Theorem bdayimaon 32436

Description: Lemma for full-eta properties. The successor of the union of the image of the birthday function under a set is an ordinal. (Contributed by Scott Fenton, 20-Aug-2011.)

Assertion

Ref	Expression
bdayimaon	⊢ (𝐴 ∈ 𝑉 → suc ∪ ( bday “ 𝐴) ∈ On)

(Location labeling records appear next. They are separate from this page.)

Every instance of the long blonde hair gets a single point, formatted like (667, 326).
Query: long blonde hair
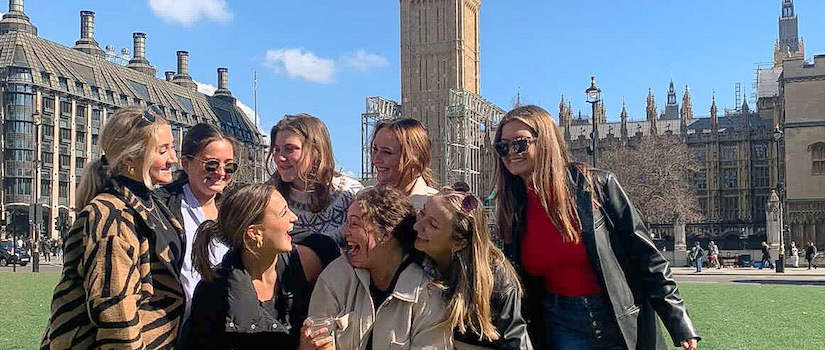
(471, 283)
(128, 135)
(415, 149)
(317, 145)
(550, 179)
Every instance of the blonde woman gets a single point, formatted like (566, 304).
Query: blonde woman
(305, 175)
(120, 285)
(483, 290)
(400, 154)
(593, 276)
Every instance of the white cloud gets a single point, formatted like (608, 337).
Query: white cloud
(209, 89)
(363, 61)
(301, 64)
(188, 12)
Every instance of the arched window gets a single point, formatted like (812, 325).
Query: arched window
(817, 158)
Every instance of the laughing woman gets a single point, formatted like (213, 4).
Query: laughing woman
(305, 174)
(258, 296)
(401, 156)
(584, 248)
(120, 286)
(379, 294)
(483, 290)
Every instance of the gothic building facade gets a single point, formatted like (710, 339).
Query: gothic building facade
(56, 99)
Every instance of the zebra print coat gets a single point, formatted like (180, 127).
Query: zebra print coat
(120, 287)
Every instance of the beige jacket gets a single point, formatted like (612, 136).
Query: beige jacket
(420, 193)
(410, 318)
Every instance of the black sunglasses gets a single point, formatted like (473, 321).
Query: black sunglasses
(212, 165)
(470, 201)
(503, 148)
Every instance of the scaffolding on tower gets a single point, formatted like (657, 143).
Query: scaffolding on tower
(377, 109)
(468, 134)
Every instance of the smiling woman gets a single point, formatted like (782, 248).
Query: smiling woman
(120, 235)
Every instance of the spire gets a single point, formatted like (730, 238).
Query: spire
(623, 117)
(687, 105)
(714, 118)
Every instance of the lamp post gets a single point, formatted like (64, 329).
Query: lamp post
(593, 98)
(780, 265)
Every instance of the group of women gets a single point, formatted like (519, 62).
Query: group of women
(312, 260)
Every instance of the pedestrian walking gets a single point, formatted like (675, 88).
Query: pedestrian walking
(794, 254)
(696, 254)
(810, 255)
(766, 256)
(593, 278)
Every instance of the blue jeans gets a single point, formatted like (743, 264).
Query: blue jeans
(581, 323)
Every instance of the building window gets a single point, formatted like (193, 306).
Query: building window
(818, 158)
(730, 208)
(761, 177)
(760, 152)
(728, 153)
(700, 181)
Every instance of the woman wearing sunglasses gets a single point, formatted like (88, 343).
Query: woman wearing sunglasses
(208, 161)
(483, 291)
(594, 279)
(120, 285)
(305, 174)
(400, 154)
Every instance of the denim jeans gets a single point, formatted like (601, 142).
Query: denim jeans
(581, 323)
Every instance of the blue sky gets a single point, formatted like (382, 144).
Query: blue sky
(325, 57)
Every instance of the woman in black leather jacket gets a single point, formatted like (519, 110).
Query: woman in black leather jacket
(594, 279)
(482, 288)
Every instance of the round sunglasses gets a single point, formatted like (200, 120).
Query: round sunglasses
(503, 148)
(212, 165)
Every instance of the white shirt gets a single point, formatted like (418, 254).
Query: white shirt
(193, 216)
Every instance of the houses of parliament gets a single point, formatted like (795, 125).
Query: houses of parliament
(738, 151)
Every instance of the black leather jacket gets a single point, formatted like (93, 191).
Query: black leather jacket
(633, 273)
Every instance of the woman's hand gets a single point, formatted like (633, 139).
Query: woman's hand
(315, 340)
(690, 344)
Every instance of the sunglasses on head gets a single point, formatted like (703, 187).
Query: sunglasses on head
(503, 148)
(212, 165)
(470, 201)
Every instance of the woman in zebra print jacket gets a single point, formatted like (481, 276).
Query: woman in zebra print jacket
(120, 287)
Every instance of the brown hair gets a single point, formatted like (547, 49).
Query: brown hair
(240, 208)
(315, 139)
(127, 135)
(470, 283)
(415, 149)
(549, 179)
(389, 210)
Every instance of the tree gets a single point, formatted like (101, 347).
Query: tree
(657, 174)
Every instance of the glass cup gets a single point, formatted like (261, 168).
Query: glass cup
(321, 322)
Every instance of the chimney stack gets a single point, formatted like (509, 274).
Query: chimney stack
(16, 19)
(139, 61)
(223, 86)
(183, 78)
(87, 41)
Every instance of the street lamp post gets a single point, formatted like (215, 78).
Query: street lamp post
(780, 266)
(593, 98)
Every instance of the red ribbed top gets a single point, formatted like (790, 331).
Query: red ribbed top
(564, 265)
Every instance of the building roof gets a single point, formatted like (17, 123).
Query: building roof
(22, 49)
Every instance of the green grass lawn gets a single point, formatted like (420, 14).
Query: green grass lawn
(728, 316)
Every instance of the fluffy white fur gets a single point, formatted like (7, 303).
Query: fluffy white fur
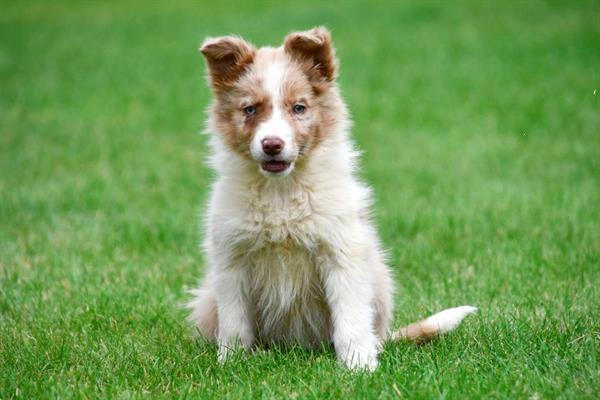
(295, 258)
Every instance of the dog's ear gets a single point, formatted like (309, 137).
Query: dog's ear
(314, 50)
(227, 57)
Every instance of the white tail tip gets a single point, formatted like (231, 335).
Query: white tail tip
(447, 320)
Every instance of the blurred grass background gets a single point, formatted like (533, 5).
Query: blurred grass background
(480, 131)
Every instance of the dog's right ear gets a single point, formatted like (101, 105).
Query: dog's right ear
(226, 57)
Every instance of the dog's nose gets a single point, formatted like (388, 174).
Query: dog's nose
(272, 146)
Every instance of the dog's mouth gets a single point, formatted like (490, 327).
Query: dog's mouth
(275, 166)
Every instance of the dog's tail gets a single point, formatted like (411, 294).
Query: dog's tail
(431, 327)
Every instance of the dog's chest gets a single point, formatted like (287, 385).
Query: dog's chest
(280, 218)
(284, 267)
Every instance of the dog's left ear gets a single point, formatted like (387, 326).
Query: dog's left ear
(314, 50)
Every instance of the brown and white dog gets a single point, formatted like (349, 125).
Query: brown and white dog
(292, 253)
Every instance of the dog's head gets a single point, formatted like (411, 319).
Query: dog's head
(274, 105)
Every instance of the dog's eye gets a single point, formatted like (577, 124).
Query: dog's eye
(299, 109)
(250, 110)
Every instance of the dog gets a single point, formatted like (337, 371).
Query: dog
(293, 256)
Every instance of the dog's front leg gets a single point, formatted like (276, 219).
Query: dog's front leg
(234, 312)
(349, 293)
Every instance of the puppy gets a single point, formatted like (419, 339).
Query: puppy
(293, 256)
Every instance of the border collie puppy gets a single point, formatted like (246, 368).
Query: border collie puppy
(292, 252)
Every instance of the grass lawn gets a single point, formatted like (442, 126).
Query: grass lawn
(481, 137)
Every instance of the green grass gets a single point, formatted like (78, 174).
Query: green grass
(481, 138)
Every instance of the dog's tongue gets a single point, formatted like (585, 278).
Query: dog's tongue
(275, 166)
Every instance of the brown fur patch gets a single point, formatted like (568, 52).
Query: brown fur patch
(313, 51)
(308, 59)
(227, 58)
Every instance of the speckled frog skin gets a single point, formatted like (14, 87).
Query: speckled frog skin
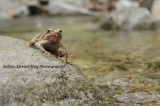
(50, 42)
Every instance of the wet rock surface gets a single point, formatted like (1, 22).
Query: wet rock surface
(129, 19)
(29, 77)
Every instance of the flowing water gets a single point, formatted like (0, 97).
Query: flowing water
(107, 57)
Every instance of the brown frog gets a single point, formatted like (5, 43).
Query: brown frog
(50, 42)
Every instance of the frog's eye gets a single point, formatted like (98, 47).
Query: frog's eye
(49, 30)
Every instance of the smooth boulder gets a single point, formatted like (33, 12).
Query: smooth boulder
(129, 19)
(29, 77)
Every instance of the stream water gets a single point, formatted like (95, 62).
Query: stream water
(124, 62)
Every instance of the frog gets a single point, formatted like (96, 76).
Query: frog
(50, 42)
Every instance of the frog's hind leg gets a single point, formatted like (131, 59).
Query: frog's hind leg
(61, 55)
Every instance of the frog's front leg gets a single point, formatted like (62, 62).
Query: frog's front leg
(62, 54)
(40, 46)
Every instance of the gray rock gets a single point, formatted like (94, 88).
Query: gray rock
(31, 78)
(129, 19)
(63, 7)
(137, 98)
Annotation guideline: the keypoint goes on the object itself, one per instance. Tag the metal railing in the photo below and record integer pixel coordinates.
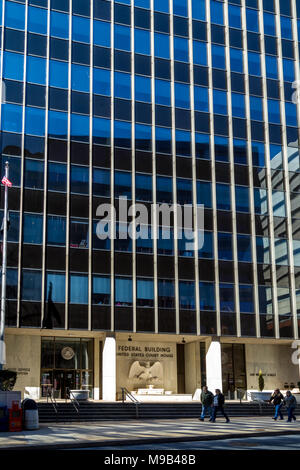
(50, 395)
(73, 399)
(126, 393)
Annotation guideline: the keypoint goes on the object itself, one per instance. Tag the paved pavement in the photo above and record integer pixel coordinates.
(128, 433)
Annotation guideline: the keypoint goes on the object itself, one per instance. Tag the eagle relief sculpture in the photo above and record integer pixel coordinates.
(146, 372)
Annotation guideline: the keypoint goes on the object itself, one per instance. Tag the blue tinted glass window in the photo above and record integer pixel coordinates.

Proof of Theorem bdayimaon

Step	Hyp	Ref	Expression
1		bdayfo 32421	. . . . . 6 ⊢ bday : No –onto→On
2		fofun 6369	. . . . . 6 ⊢ ( bday : No –onto→On → Fun bday )
3	1, 2	ax-mp 5	. . . . 5 ⊢ Fun bday
4		funimaexg 6222	. . . . 5 ⊢ ((Fun bday ∧ 𝐴 ∈ 𝑉) → ( bday “ 𝐴) ∈ V)
5	3, 4	mpan 680	. . . 4 ⊢ (𝐴 ∈ 𝑉 → ( bday “ 𝐴) ∈ V)
6		uniexg 7234	. . . 4 ⊢ (( bday “ 𝐴) ∈ V → ∪ ( bday “ 𝐴) ∈ V)
7	5, 6	syl 17	. . 3 ⊢ (𝐴 ∈ 𝑉 → ∪ ( bday “ 𝐴) ∈ V)
8		imassrn 5733	. . . . 5 ⊢ ( bday “ 𝐴) ⊆ ran bday
9		forn 6371	. . . . . 6 ⊢ ( bday : No –onto→On → ran bday = On)
10	1, 9	ax-mp 5	. . . . 5 ⊢ ran bday = On
11	8, 10	sseqtri 3856	. . . 4 ⊢ ( bday “ 𝐴) ⊆ On
12		ssorduni 7265	. . . 4 ⊢ (( bday “ 𝐴) ⊆ On → Ord ∪ ( bday “ 𝐴))
13	11, 12	ax-mp 5	. . 3 ⊢ Ord ∪ ( bday “ 𝐴)
14	7, 13	jctil 515	. 2 ⊢ (𝐴 ∈ 𝑉 → (Ord ∪ ( bday “ 𝐴) ∧ ∪ ( bday “ 𝐴) ∈ V))
15		elon2 5989	. . 3 ⊢ (∪ ( bday “ 𝐴) ∈ On ↔ (Ord ∪ ( bday “ 𝐴) ∧ ∪ ( bday “ 𝐴) ∈ V))
16		sucelon 7297	. . 3 ⊢ (∪ ( bday “ 𝐴) ∈ On ↔ suc ∪ ( bday “ 𝐴) ∈ On)
17	15, 16	bitr3i 269	. 2 ⊢ ((Ord ∪ ( bday “ 𝐴) ∧ ∪ ( bday “ 𝐴) ∈ V) ↔ suc ∪ ( bday “ 𝐴) ∈ On)
18	14, 17	sylib 210	1 ⊢ (𝐴 ∈ 𝑉 → suc ∪ ( bday “ 𝐴) ∈ On)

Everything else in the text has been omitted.